Our selection of tagSNPs for
BRCA1 gene has one in common with tagSNPs selection of Osorio et al. [
3] (where they have used 4427T- > C as a tagSNP) and Cox et al. [
4] (Q356R as a tagSNP). In Osorio et al. their class II haplotype occurs more frequently among
BRCA1 mutation carriers. This haplotype is essentially characterized by the 4427C- > T variant allele which was used as a tagSNP in our study. We found that minor allele occurred more frequently in deleterious mutation carriers compared to non-carriers (32% vs 23%) but the evidence for this at the population level was weak p = 0.25. Cox et al. found slight increase in risk of breast cancer with the Q356R polymorphism, contradicting an earlier result showing an inverse association [
15]. We found that Q356R occurred more frequently among deleterious mutation carriers but again the evidence at the population level was weak.

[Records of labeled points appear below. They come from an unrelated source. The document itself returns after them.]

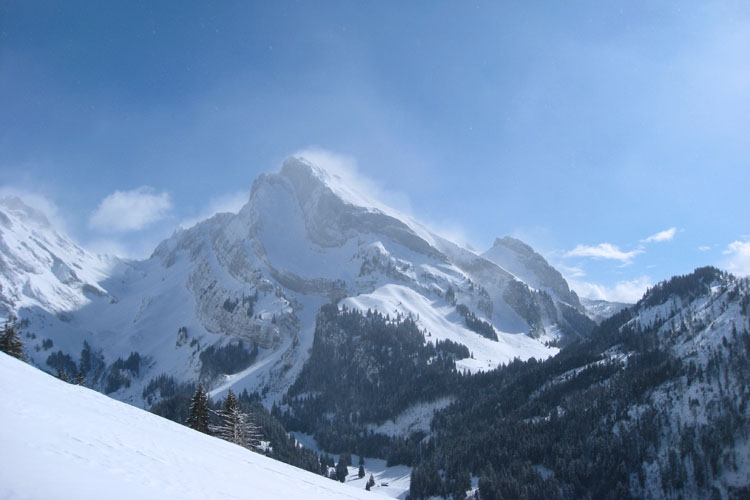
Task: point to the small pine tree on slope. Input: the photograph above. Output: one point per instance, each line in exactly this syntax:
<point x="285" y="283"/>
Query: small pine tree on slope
<point x="198" y="411"/>
<point x="236" y="426"/>
<point x="10" y="340"/>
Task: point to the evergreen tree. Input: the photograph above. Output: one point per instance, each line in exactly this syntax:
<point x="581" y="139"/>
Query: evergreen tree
<point x="236" y="426"/>
<point x="10" y="340"/>
<point x="198" y="411"/>
<point x="341" y="470"/>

There have been several case control studies seeking
BRCA1 and
BRCA2 variants associated with an increased risk of breast cancer. Freedman at al. [
16] investigated if common
BRCA2 variants contribute to the more common forms of breast cancer in a large multiethnic cohort. Twenty one tagging SNPs were selected to predict common
BRCA2 haplotypes. A number of haplotypes were found to be associated with increased risk of breast cancer, all of which could be attributed to a single marker (intron 24: rs206340) that was not selected as a tag SNP for analysis in our study. Freedman at al. [
17] repeated similar analysis on
BRCA1 gene. Specifically, they have used 28 variants to define patterns of common variation (5 in common with variants used in our study: Q356R, P871L, K1183R, S1613G and E1038G). They found no evidence for significant association between common variation in
BRCA1 and risk of breast cancer.
The suggestive associations that we have observed do not imply a physical association on the same chromosome (as would be the case if the rare, deleterious mutation was in cis phase with a haplotype consisting of, for example, the minor alleles of several common variants) or a functional association (as might be the case even if the rare, deleterious mutation was in trans phase with a common variant haplotype, since it may still act to modify the penetrance of the disease causing variant). Establishing the phase of rare, deleterious mutations and the common variants we used to define haplotypes for both BRCA1 and BRCA2 would require either a much larger sample size than was available for this study, genetic data from extended pedigrees or expensive laboratory investigation.
Acknowledgements
We are grateful to all the individuals who participated in this research, and thank the interviewing staff and co-ordinators, the database management team and directors and the laboratory staff and managers. This research was funded in part by the National Health and Medical Research Council (NHMRC) of Australia and the National Institutes of Health (NIH) in the USA. Lyle C Gurrin, Melissa J Southey and John L Hopper are supported by the NHMRC.
Competing interests
The authors declare that they have no competing interests.
Authors' contributions
JLH conceived the idea of the ABCFS and co-designed the current study. LCG assisted with statistical analysis and writing the manuscript. GSD designed and maintained the database for ABCFS, conceptualized the structure of data extracts for the current study and assisted with data formatting for current analysis. MCS supervised and in some cases performed the sequencing and genotyping of variants used in this study and is responsible for the biospecimen repository from which samples were drawn. MB co-designed the current study, advised on haplotype analysis and statistical analysis of genetic variants and did critical edits of the statistical methods section of the manuscript. LT collated data into required format for genetic association analysis, performed analysis and wrote the draft of the paper. All authors read and approved the final manuscript.